Un cessez-le-feu au Liban a été conclu entre Israël et le Hezbollah. Qu'est-ce que cela signifie pour votre travail au sein de Caritas Internationalis?
J'ai été en contact avec nos collègues au Liban, et je partage leur espoir et l'espoir que le Pape François a mentionné, à savoir que cela pourrait d'une certaine manière signaler un mouvement vers la paix au Moyen-Orient. Je dois dire tout d'abord que le cessez-le-feu est très, très précaire aujourd'hui. Il y a eu des attaques et des personnes tuées dans le sud du Liban sous le cessez-le-feu, et on peut se demander combien de temps il tiendra. J'espère sincèrement qu'il continuera à tenir et qu'ils pourront prendre du recul. Il ne suffit pas de donner le coup de sifflet final pour que la guerre s'arrête en un instant. J'espère donc que ce cessez-le-feu tiendra. Cela dit, je ne vois pas comment cela pourrait se traduire directement par la paix à Gaza.
Dans le même temps, nous avons vu les attaques lancées en Syrie, et je ne peux m'empêcher de penser que le moment choisi est loin d'être une coïncidence. C'est le jour même de l'annonce du cessez-le-feu que l'attaque sur Alep a commencé. La Syrie d'aujourd'hui a subi 14 années de guerre, puis le tremblement de terre plus récemment. Aujourd'hui, les gens fuient Alep et Hama pour tenter de se mettre à l'abri.

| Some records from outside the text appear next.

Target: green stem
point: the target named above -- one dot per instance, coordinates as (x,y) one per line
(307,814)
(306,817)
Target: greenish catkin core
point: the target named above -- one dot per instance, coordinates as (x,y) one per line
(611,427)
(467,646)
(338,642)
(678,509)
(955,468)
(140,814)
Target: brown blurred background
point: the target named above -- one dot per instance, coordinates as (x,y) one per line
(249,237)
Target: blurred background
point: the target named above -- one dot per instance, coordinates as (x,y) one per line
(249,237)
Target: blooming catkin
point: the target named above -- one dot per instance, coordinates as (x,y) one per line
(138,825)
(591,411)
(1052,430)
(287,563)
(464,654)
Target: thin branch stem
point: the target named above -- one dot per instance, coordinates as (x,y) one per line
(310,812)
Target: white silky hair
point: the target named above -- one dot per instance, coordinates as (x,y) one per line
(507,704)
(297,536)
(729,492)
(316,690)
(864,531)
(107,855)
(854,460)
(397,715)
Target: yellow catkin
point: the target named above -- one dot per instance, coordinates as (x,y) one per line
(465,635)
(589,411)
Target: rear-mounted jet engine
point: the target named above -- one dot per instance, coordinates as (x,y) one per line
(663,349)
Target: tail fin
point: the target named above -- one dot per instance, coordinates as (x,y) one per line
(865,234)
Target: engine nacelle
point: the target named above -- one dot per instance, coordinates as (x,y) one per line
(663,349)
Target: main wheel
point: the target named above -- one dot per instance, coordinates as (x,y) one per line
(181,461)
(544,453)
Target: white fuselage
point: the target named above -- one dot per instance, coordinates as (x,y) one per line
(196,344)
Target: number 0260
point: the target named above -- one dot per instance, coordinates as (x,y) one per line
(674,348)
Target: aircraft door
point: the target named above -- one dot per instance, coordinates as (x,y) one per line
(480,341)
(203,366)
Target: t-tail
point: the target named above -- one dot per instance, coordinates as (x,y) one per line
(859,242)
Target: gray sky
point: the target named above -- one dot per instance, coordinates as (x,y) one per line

Je me suis rendu en janvier dernier en Syrie. C'est un pays qui n'a pas été autorisé à se reconstruire depuis la guerre. Les sanctions ont pour effet de paralyser le pays et de le laisser littéralement vivre dans les décombres. Quand j’y suis allé, j'ai emprunté une rue où je m’étais rendu huit ans auparavant. Que Dieu bénisse les gens qui y vivent et tachent de la garder aussi propre que possible. Mais cela signifie simplement que les décombres sont entassés sur le côté et qu'ils balaient autour.
La Syrie est maintenue dans une situation inhumaine par des sanctions depuis plusieurs années, et voilà qu'elle subit ces attaques. Il s'agit en grande partie de forces qui dépassent largement le cadre du Moyen-Orient et qui sont en train de montrer leurs muscles et de se bousculer pour obtenir une position et du pouvoir. Lorsque les éléphants se battent, c'est l'herbe qui souffre.